FROM its impoverished beginnings in one room of a convent to a chorus of 800 voices overflowing a cathedral 90 years later, the story of Brigidine College, Indooroopilly, has been one of strength and gentleness.
Brisbane Archbishop Mark Coleridge celebrated the college’s 90-year anniversary Mass at St Stephen’s Cathedral on February 8, with Dominican Father Pan Jordan, Fr Neville Yun and Fr James O’Donoghue concelebrating.
Principal Brendan Cahill, who has been with the college since 2003, said the anniversary Mass was an excellent moment for the college community to unite in prayer.
“It was just a wonderful opportunity, not only to welcome everyone, but to start the year in a positive and outstanding way for the college – to talk about milestone, talk about legacy, and the future,” Mr Cahill said.
Brigidine Sisters from Queensland, New South Wales and Victoria were at the Mass.
With them was a 92-year-old woman who went to Brigidine College in its early years.
Mr Cahill said her daughters and granddaughters all went through the college.
During the Mass, college captain Trinity Waller spoke about the history of the college.
“We acknowledge that our college walks in the footsteps of St Brigid, Bishop Daniel Delaney, the Brigidine Sisters and educators that have gone before, and whose dream has gone before us,” she said.
“By living the Gospel message, they ignited the light of faith and learning.
“They inspired us to dream new dreams.”
Although Brigidine College began only months before the Great Depression and at a time when women rarely schooled into later years, the Brigidine Sisters never gave up on their vision.
By 1943, the college presented its first two candidates for senior certificates.
The college struggled until 1961 when the sluggish enrolments took an upswing after the completion of a new building.
At the heart of this story was a commitment to overcome “bad systems”.
In his homily, Archbishop Coleridge said bad systems historically withheld Catholics from receiving an education, from rising out of poverty and from breaking the powers oppressing them.
“So what we want is a way out (of the bad system), not more deeply into the problem,” Archbishop Coleridge said.
“That’s why we’ve got Brigidine College and any school that bears the name of Catholic.

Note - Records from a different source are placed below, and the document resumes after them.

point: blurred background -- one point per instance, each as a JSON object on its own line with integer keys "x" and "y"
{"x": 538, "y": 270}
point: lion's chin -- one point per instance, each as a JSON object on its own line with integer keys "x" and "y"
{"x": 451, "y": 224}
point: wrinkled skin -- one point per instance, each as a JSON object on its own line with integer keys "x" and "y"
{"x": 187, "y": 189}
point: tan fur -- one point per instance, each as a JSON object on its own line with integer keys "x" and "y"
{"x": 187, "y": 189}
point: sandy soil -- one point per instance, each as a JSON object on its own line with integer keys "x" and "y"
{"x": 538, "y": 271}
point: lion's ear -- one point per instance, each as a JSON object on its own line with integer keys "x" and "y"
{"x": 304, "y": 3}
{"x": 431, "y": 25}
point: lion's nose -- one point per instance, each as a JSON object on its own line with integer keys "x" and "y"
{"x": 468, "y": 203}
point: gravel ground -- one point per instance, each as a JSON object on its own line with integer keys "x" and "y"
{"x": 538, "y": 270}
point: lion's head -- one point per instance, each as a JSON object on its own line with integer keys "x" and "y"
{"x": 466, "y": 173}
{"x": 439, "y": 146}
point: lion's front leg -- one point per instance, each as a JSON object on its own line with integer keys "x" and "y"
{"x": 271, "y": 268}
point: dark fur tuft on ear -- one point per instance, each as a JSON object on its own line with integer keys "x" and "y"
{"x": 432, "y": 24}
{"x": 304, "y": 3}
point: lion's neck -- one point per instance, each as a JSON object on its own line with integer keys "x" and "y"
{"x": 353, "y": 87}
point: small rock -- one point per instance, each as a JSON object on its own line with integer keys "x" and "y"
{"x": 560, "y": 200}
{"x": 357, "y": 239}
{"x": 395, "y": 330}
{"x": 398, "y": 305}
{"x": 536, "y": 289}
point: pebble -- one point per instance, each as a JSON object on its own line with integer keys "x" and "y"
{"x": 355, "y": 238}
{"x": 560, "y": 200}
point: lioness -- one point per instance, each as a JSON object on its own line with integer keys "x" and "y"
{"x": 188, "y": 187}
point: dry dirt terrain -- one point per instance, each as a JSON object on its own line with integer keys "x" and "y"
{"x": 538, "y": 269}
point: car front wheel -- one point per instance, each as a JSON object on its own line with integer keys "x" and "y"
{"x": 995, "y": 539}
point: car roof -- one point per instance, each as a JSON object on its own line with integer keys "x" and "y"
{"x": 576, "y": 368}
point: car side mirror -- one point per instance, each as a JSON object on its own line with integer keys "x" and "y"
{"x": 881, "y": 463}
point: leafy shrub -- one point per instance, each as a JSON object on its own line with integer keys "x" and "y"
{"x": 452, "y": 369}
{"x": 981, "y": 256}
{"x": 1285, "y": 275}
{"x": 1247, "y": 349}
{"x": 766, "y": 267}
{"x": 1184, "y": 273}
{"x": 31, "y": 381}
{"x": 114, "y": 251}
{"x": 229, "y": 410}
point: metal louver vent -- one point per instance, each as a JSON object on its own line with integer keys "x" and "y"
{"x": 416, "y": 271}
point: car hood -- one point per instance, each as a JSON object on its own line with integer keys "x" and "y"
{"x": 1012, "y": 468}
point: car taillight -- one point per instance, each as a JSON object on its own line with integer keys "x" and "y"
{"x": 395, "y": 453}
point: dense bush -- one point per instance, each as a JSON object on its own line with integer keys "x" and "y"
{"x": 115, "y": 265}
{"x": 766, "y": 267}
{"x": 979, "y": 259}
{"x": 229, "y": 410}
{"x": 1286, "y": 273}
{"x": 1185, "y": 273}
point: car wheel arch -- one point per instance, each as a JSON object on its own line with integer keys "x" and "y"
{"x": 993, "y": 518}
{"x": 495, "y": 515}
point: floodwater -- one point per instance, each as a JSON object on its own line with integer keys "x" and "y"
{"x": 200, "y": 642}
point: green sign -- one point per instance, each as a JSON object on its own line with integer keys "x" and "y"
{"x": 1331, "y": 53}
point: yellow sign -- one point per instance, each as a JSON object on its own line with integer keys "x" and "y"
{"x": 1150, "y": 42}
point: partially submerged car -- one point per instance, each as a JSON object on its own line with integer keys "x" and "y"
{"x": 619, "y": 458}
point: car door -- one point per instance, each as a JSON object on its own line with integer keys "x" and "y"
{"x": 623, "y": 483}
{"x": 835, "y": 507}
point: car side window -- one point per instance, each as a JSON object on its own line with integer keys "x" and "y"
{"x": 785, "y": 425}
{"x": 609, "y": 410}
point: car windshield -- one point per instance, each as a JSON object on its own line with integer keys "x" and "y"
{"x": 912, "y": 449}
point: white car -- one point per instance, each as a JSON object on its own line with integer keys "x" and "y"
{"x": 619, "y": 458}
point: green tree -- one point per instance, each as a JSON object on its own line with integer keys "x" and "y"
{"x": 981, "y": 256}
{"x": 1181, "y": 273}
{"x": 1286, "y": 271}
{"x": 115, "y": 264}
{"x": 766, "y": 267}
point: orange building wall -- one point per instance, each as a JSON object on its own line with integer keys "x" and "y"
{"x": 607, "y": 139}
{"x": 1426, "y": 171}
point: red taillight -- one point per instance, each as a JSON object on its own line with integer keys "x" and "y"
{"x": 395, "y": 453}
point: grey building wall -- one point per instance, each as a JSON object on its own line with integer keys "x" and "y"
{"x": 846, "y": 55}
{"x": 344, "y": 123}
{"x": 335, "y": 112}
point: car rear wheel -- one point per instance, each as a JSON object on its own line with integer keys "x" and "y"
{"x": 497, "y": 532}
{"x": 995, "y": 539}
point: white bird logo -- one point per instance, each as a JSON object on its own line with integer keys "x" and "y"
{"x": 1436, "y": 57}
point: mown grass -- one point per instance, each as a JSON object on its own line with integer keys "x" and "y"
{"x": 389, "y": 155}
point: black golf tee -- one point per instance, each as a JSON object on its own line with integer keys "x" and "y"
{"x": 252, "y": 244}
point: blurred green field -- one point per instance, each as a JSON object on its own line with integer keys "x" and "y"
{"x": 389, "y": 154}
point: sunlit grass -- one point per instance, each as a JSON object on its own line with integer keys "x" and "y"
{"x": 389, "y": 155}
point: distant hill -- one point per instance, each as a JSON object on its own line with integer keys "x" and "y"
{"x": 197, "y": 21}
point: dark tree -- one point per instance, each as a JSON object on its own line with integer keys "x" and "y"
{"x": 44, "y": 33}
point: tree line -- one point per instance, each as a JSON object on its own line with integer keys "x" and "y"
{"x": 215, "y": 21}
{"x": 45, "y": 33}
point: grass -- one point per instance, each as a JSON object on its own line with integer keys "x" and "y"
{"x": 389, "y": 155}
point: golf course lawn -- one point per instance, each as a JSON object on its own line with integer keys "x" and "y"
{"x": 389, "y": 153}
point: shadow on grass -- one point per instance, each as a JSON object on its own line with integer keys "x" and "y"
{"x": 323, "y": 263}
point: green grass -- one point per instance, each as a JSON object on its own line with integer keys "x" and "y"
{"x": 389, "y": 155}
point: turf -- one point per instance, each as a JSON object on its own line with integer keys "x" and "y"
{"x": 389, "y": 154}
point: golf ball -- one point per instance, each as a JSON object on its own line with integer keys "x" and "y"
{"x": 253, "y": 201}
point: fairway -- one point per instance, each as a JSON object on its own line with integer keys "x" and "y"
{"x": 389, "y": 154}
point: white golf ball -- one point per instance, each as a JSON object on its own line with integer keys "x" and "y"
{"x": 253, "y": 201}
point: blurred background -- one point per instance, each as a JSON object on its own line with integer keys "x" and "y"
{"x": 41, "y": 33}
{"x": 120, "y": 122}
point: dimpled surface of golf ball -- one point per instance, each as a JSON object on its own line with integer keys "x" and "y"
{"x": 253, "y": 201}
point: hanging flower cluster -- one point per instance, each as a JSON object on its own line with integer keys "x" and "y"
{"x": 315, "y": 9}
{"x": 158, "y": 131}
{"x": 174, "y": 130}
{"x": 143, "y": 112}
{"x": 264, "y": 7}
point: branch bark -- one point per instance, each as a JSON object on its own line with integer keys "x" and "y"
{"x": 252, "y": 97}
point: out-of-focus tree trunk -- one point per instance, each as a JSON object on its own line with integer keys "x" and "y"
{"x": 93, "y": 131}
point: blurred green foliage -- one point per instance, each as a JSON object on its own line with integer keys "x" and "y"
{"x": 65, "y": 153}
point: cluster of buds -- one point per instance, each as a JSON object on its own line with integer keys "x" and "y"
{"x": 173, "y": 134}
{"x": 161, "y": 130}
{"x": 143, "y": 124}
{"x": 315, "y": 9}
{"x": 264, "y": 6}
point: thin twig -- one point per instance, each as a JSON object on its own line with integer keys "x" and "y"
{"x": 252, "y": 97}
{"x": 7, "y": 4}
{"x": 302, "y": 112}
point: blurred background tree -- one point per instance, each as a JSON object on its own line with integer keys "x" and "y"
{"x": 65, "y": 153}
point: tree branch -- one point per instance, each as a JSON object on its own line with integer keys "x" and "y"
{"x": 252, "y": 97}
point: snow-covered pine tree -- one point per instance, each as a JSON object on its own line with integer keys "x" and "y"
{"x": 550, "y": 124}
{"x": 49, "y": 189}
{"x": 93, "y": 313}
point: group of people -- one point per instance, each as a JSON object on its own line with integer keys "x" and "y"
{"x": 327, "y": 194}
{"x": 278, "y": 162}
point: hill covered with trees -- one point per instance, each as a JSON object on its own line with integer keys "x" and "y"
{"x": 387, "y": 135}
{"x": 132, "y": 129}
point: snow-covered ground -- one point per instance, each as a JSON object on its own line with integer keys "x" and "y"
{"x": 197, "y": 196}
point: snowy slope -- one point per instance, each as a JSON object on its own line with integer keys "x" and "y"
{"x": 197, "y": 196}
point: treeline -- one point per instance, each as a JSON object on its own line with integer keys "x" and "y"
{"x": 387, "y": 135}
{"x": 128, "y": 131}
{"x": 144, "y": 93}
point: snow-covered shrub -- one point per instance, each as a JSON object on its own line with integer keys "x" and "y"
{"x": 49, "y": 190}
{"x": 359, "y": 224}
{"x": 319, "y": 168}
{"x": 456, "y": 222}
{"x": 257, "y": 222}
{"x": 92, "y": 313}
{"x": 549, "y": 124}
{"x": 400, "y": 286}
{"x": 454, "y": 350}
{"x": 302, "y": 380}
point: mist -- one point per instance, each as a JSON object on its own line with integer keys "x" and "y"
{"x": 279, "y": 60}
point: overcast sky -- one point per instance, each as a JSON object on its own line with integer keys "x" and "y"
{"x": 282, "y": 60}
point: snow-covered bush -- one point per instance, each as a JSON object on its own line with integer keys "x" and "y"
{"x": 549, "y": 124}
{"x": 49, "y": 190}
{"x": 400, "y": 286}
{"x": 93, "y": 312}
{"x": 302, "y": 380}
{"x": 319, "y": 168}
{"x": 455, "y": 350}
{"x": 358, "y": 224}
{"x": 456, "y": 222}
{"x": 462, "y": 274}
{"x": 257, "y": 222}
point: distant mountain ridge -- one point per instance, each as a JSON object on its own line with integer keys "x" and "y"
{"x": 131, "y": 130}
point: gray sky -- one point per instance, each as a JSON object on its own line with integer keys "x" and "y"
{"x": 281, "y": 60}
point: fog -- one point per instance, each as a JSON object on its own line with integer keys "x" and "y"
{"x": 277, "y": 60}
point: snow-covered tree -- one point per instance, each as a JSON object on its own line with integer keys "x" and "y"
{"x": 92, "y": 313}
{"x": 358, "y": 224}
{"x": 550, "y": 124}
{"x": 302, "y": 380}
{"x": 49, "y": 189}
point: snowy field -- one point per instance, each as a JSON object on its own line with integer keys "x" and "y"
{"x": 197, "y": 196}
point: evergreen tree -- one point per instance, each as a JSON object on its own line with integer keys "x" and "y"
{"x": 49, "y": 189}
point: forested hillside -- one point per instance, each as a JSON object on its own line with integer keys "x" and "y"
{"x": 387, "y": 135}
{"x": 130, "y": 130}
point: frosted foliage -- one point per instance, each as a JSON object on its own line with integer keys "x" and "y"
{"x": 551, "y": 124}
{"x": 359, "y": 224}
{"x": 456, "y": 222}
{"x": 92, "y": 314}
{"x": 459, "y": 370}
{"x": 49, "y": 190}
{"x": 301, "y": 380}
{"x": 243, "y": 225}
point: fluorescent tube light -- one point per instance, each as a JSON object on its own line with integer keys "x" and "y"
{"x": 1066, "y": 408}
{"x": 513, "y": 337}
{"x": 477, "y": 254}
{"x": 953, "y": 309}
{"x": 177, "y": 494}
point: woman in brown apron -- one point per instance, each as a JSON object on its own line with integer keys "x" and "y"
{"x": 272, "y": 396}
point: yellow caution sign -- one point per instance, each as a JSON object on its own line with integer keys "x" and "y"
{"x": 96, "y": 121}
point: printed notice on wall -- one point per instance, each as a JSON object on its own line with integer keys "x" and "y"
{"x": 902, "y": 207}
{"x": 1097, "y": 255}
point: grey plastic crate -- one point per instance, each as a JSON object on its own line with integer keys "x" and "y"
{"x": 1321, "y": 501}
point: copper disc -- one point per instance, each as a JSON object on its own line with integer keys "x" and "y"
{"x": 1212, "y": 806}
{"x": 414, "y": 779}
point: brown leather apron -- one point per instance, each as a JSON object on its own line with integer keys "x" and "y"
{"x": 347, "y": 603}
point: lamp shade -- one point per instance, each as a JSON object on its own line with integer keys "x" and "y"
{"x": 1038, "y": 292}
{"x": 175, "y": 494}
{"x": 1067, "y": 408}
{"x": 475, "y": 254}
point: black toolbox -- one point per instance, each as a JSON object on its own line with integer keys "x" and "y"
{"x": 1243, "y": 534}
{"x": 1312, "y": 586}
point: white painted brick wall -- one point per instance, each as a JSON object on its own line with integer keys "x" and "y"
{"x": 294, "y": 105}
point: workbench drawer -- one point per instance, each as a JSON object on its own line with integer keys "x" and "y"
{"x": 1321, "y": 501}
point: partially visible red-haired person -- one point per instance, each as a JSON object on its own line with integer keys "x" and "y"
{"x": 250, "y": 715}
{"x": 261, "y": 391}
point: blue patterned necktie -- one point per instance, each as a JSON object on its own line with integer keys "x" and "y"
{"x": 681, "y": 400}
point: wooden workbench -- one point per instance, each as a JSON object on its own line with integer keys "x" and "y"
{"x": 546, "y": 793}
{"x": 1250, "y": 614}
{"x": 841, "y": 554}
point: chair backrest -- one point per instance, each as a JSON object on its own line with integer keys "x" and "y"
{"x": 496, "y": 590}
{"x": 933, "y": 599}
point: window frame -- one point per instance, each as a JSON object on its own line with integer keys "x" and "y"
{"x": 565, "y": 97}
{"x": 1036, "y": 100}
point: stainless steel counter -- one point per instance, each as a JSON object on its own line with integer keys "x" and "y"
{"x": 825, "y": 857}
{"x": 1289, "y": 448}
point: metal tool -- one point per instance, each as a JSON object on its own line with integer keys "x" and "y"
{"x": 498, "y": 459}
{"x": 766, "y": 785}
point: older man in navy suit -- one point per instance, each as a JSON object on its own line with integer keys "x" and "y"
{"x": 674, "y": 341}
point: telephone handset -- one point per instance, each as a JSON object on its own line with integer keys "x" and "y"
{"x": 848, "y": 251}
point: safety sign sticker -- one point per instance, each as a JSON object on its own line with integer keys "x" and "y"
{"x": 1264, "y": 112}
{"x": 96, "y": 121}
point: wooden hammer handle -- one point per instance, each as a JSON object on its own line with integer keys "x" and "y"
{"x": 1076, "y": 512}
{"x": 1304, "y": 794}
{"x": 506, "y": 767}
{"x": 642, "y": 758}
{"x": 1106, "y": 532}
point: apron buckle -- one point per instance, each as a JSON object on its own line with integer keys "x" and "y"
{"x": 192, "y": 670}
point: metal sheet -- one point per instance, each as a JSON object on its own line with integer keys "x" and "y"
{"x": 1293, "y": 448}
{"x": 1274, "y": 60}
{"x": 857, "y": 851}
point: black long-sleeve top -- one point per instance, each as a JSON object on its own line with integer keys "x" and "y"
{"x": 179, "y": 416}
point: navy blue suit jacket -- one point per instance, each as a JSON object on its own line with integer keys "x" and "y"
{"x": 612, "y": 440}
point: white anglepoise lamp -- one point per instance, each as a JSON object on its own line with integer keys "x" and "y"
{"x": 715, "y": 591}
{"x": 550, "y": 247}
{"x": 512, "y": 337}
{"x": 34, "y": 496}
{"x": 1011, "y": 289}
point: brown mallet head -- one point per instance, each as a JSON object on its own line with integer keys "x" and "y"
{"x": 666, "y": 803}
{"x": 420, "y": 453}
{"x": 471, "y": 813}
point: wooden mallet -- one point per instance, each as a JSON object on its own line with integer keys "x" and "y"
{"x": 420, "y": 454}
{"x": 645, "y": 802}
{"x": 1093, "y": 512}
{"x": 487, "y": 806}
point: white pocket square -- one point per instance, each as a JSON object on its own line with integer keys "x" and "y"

“So what is the power? What is the strategy that will break the power of the bad system?”
Archbishop Coleridge said the answer was heard in the words of St Paul – the love that was poured out into the hearts of people by the Holy Spirit. (Romans 5:1-5)
“What is the only power that will ever break the power of the bad system – the revolutionary answer is the love of God,” he said. “Who would have thought of that?
“Does it sound trite? Does it sound vapid? Does it sound moralising?
“If it does, then listen with fresh ears.
“We are talking about the greatest power there is; the only power that’s greater than death. The love of God has been the engine of Brigidine College down through 90 years.”
Mr Cahill said Catholic education was at the heart of the Brigidine story.
“That’s the way it began over 200 years ago, (and) that’s the way it continued here in the 1920s,” he said.
“To alleviate poverty, to alleviate your difficulties in life, education was the key to that. That’s something that resonates still today.”
It was something that resonated through the “bad systems” that still existed.
“These days it’s about young women being provided the opportunity through education to make their place in the world, to get their opportunities in the world for later on,” Mr Cahill said.
“These days we talk about opportunities for women, we talk about the injustices made towards women and things that can be unfair at times.”
Mr Cahill said being strong and gentle, the words of the school’s motto, was an interesting dichotomy in a lot of ways.
“It’s through consistently being gentle and connected that gives you a real strength of purpose,” he said.
The significance of the event was also marked by something crooked – literally.
In Irish folklore St Brigid is said to have been appointed a bishop and is often depicted in art and imagery holding a bishop’s crozier.
Craftswoman Caroline Smith, who the school came in contact with while on a Kildare Ministries Pilgrimage in Ireland, crafted the anniversary crozier.
It was made from 90-year-old River Red Gum and Tasmanian Oak, each indicative of the college’s roots.
Other events are planned throughout the year to mark the 90-year anniversary including on Brigidine Day in July, an arts event in August and a gala ball for parents in September.
Alongside these events is a project called 90 stories in 90 years, bringing college alumni into the life of the anniversary.